History matching is a key task for field reviews. Over the past decades, assisted history matching techniques have effectively automated parts of the process. Methods commonly applied include genetic algorithms, adjoint methods, ensemble Kalman filters, streamline-based inversion, and conventional Newton-type methods. All these methods, however, are numerically expensive, often to a prohibitive degree for large and complex reservoirs.

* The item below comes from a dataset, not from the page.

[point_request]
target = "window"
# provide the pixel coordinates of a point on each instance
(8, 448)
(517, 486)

A novel method aims to overcome this limitation. It combines the advantages of two well-established technologies: a numerically efficient Newton-type optimization scheme and full-physics proxy-type modeling using grid coarsening. It focuses on unknowns that can be readily re-parameterized, such as relative permeability and capillary pressure functions, fluid and rock properties, or fluid contacts. In addition, the statistical analysis of the parameter identification allows the establishment of confidence intervals, parameter correlations, and sensitivities.
Newton-type optimization methods can numerically be less expensive and potentially show superior convergence behavior under certain conditions. Although they are prone to converge to local minima and are less suitable for adjusting permeability or porosity distributions, they can be advantageous for smaller parameter spaces when using a re-parameterization approach. At the same time, grid coarsening allows drastically reduced runtimes while maintaining realistic geological and physical assumptions. Using the Newton-type calibration technique, the workflow suggested comprises initial screening, ranking of parameter sensitivities, and subsequent detailed parameter calibration to obtain the optimal parameter set.
A large reservoir dataset in which simulation runtimes would not allow for traditional assisted history matching approaches shows the advantages of the novel method. Convergence is rapid and minimal time is required to optimize sets of relative permeabilities, including endpoints and curvature of each individual function. As illustrated, the re-parameterization also allows imposition of a physically sensible solution. Most importantly, the statistical analysis of the results identifies key sensitivities in the reservoir, ultimately contributing to a better understanding of data gaps and uncertainties.